Given the likelihood of involving a relatively high rate of false-positive identifications,
pre -illness intervention was not considered either feasible or ethical. However, the emergence of the new novel antipsychotics has changed this situation and has provided the tools for preventive intervention. Given the reduced side effects of the novel antipsychotics currently available,18-20 intervening early in the illness process, before psychosis sets in, has been increasingly regarded as ethically acceptable. Characterizing the prodrome The early studies of the prodromal stage Inhibitors,research,lifescience,medical of schizophrenia, conducted primarily in Germany, were typically retrospective and involved the recollection of the signs and symptoms preceding
onset by patients in the early stages of illness and their family members.21-23 The initial Inhibitors,research,lifescience,medical prodromal clinical assessment that emerged, the Bonn Scale for the Assessment of Basic Symptoms (BSABS),22,24,25 has had a major influence on the development of several subsequent measures, including: (i) the Instrument for the Retrospective Assessment of the Onset of Schizophrenia (IROAS), developed by Hafner Inhibitors,research,lifescience,medical and colleagues26,29; (ii) the Multidimensional Assessment of the Psychotic Prodrome (MAPP) used in the Personal Assessment and Crisis Evaluation (PACE) clinic assessments30; and, in turn, (iii) the Structured Interview for Prodromal Symptoms (SIPS) and Scale of Prodromal Symptoms (SOPS) developed by McGlashan and colleagues.31 With the exception of the BSABS,25 research concerned with the prospective
validity of prodromal assessments, especially those developed in the United States, has just begun.30-34 As a result, prodromal diagnostic Inhibitors,research,lifescience,medical MS-275 in vitro criteria are in the process of evolving.
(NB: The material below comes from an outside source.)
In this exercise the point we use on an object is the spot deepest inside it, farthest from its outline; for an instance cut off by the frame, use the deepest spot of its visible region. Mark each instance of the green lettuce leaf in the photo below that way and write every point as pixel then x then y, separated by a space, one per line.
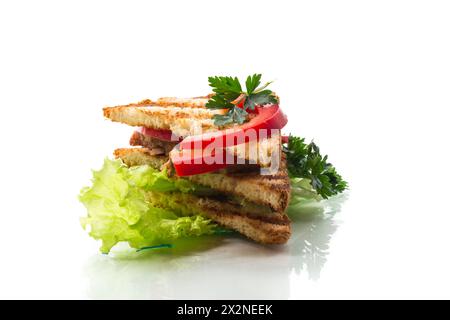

Inhibitors,research,lifescience,medical In terms of the definitions most widely used at present, much of the groundbreaking work has been carried out by McGorry and colleagues in Australia.30,32,34 Based on a series of creative early studies, they have developed a highly influential set of criteria for identifying prodromal individuals. Their system consists of three separate categories of selection criteria.35 Category 1 requires at least one of the following 3-mercaptopyruvate sulfurtransferase attenuated (ie, subthreshold) positive symptoms: ideas of reference, odd beliefs, or magical thinking; perceptual disturbance; odd thinking and speech; paranoid ideation; and odd behavior or appearance. Category 2 consists of individuals who have experienced transient psychotic symptoms that have spontaneously resolved within 1 week. Category 3 combines genetic risk (ie, being the first-degree relative of an individual with a diagnosis of schizophrenia) with state change in functioning (must have undergone a substantial decline in the previous year). These categories have also been integrated into the SIPS and SOPS developed by McGlashan and colleagues.